Atlantik'in iki yakasında da popülist çözümlerin gündeme geldiğini ancak bunların ‘çözüm olmadığını' ifade eden Blair, izolasyonla, kendini kapatarak güvenlik sağlanamayacağını belirtti.
‘Barış ve şeref dini' olarak tanımladığı ve 1.6 milyar kişinin mensubu olduğu İslam dininin ‘içindeki düşman' tarafından saldırıya uğradığını belirten Tony Blair, İslam'ın insani gelişime büyük katkıları olmuş bir barışçıl bir inanç olduğunu söyledi. Blair, şunları dile getirdi:
"Müttefiklere ihtiyacımız var. Bu meydan okumanın, özellikle İslam'ın içinden gelen müttefiklerin önderlik edebileceği boyutları bulunuyor. Ancak bizim, yani Batı'nın liderliği olmadan bu savaş kazanılamaz. Bu nedenle kapsamlı, ağırlığı olan, doğru ittifaklar kurma kabiliyeti bulunan bir strateji geliştirmeye çok acil ihtiyaç var."
Blair, bu yılın ilk ayında 20 ülkede terör olaylarının meydana geldiğini, en az 50 ülkenin terörle mücadele önlemleri almaya mecbur kaldığını, binlerce kişinin hayatını kaybettiğini belirterek, "Bu sorun büyüyor ve bu küresel bir mesele.
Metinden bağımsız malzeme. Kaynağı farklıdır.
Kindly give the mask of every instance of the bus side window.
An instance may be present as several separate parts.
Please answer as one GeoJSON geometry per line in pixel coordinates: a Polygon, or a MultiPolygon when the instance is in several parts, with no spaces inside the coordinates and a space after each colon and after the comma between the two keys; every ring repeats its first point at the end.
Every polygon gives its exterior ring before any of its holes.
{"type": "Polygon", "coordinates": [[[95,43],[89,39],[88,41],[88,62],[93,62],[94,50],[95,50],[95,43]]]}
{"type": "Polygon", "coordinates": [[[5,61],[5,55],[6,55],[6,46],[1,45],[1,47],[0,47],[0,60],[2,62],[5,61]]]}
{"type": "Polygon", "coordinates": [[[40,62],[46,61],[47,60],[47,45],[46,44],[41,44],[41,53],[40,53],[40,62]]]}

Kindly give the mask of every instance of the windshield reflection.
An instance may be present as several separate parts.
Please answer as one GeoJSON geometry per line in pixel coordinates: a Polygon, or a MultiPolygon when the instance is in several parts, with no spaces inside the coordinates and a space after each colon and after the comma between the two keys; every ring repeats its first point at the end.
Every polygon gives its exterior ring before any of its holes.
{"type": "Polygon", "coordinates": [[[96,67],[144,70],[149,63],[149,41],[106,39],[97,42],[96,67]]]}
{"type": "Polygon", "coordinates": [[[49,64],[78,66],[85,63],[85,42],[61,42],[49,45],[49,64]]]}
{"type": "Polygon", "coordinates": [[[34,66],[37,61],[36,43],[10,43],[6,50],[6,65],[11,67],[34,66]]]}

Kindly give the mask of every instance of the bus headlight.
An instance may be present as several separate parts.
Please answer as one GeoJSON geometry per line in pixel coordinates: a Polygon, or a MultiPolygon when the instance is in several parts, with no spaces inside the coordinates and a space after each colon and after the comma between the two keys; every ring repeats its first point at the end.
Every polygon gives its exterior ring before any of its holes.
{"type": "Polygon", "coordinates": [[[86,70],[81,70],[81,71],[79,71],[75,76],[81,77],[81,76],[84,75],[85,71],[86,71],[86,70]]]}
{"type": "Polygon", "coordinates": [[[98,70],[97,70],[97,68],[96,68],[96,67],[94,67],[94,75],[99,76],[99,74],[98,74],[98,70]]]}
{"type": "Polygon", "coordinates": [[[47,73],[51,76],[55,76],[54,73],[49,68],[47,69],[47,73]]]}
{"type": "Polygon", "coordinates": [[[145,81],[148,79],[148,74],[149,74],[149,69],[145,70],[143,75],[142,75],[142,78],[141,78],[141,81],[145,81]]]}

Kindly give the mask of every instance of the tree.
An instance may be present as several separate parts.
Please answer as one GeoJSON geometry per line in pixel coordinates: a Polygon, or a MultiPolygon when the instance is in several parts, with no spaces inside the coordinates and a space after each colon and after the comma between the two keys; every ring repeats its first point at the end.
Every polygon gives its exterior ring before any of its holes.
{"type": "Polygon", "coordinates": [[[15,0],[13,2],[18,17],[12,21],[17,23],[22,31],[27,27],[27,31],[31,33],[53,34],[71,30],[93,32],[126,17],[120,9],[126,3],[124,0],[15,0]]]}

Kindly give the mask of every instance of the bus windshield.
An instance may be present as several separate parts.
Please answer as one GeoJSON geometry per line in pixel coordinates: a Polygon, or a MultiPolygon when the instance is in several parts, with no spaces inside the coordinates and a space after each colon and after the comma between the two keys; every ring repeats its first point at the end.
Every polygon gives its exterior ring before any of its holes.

Biz Ortadoğu'ya odaklanıyoruz ama Afrika da büyük acılar çekiyor, Uzakdoğu'nun genel olarak algılanandan daha büyük sorunları var ve Orta Asya herkesin takip etmesi gereken bir bölge" diye konuştu.
‘SIĞINMACILARA CÖMERT OLUNMALI'
Blair, "Aşırıcılık tehdidini nasıl tanımlayacağımız konusunda hâlâ bir uzlaşı sağlayamadık. Hepimiz terörle mücadele etmek gerektiğini kabul ediyoruz. Ancak bu tehdit nasıl ortaya çıktı, bununla ilgili tam bir açıklamamız yok. Neden artıyor, sebepleri ve kökeni nedir? Dinle ilgisinin boyutu nedir? Ya da sosyal ve ekonomik faktörlerin ürünü müdür?" ifadesini kullandı.
İslam dini ile aşırıcılığı bağdaştırmanın sorunun çözümüne yardım edip etmeyeceğini de soran Blair, "Bunlar tartışmaya açık sorular ve cevaplanması gerekiyor" dedi.